2013 — 22 August: Thursday

Lurching1 back into some form of consciousness this morning, as I happily sup the cup that cheers... my agile brain quickly deduces that there's been some overnight rain. I really shall have to reposition the long-overdue action item "Tackle brambles" to a yet higher position on my completely non-existent "To Do" list.

Funnily enough, one of the topics during my peaceful morning tea & chat with my chum Iris yesterday encompassed her liking for 'meditational' retreats and what it means to live in the moment. She mentioned the four great immeasurables2 and we speculated on the extent to which we measured up against them. I'm all in favour of qualities of mind that promote well-being and reduce suffering. (Of course, I'm also in favour of home-made apple pie of the sort dear Mama's own dear Mama could conjure out of the filthiest oven you could imagine, but that's touching on Carl Sagan territory.)

I set out...

... full of good intentions yesterday evening to tackle my gaping educational deficit in my exposure to, and understanding of, Shakespeare. (Len has lent me DVDs of the recent Dominic Dromgoole [if that isn't a splendid Shakespearean name for the director, I don't know what is] Globe Theatre filmed "in the round" production of Henry IV [who, I gather, is a two-part King] with Sir John Falstaff played by Roger Allam.)

Despite the fact that there are both English and German subtitles to assist my limited grasp of the language of 400 years ago I was, of course, predictably derailed by a greater wish to do other things, including watching the final two parts of a somewhat later different classic production written by a lady who preferred to work with a fine brush on ivory. I will take another crack at it. These things take time, you know.
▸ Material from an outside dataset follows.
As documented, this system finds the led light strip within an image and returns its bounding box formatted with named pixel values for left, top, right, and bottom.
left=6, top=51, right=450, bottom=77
If I don't make breakfast soon, it will have metamorphosed into brunch.

And I return...

... from the care-home, quite soberly (but also relieved) following a brief but intense chat with the Kamp Kommandant of this particular "warehouse for the cognitively-impaired elderly" (as that recent NPR phone-in discussion I mentioned categorised such places). Of course, we've already been through this stage:

No, Mavis has a bit more kick left; and in a manner at once brave, tottery and (intermittently) gaga, decided this summer to move into the Casa de Mañana — one of those ostensibly cheery places known in the US, euphemistically, as a 'senior independent living facility'. The good news is she's looking forward to it. Indeed, having read the shiny brochures, who wouldn't find the Casa's amenities enticing? Swimming-pool, games room, art classes, beauty salon, a masseuse, even maybe a few quasi-viable ninety-something widowers (retired La Jolla doctors?) to escort you — despite hairless decrepitude — to in-house wine tastings or bingo nights.

Terry Castle in LRB


Dear Mama's financial oil-well will be pumping mud in a little more than three years from now. But at that point, providing I can persuade the local authority to step into the breach, and providing local authorities still exist, and still have any form of social payment budgets in 2017, she will have been in the place long enough (over six years) for them to allow her to stay there without further payment beyond my signing over the full amount of any social allowance or benefit payment she is then entitled to from the guvmint.

Just as well: what the hell would I do with a mindless centegenarian knocking around the house and endlessly falling over? I have enough difficulty just looking after myself. The Kommandant also admits that their "long-term" client business is withering (she expressed herself much more delicately) as more and more families try to keep their elderly relics relatives at home. Despite spending even more doing so than the cost of care-home fees.

When I got back, I nipped back out to deal localised death and destruction to as many brambles as I could reach with my giant toenail clippers, noting also the presence of a couple of dozen of those red gooseberries that will have my name on them before the blackbirds attack. Then it was just a question of spending about five minutes removing a hundred or more grass (?) seeds from my fluffy white socks.

If I don't make my afternoon cuppa soon, it will have metamorphosed into my evening meal. But it's a lovely sunny day out there, and I continue to live in the moment. The moment at this moment being 16:06. Now, where's that damn' kettle got to?

Meanwhile...

... perhaps we shouldn't all be so relentlessly positive after all? Faulty maths in a piece of psychology research? Whatever next? (Link.)

Some of my spies...

... get out of the house more than I do. Visual evidence:

London Underground film criticism?

In my day, it was a surfeit of lampreys. Now it's pre-pubescent girls. And I believe that's both the first and last time I shall ever have cause to type those phrases. I see BoJo, the Mayor of London, appears at the foot of the warning. Should I read anything into that? Iris confessed yesterday that she thought he was "lovely". What can one say?

Having just watched...

... the first part (Richard II) of "The Hollow Crown" I've given in and ordered the DVD box set. Sometimes, I still manage to surprise myself. But I'm still drawing the line at Wagner. For now.

  

Footnotes

1  Rather later than usual, I admit.
2  Referring to Buddha's term — rather than the dubious pleasure of a failed short-term memory, of course.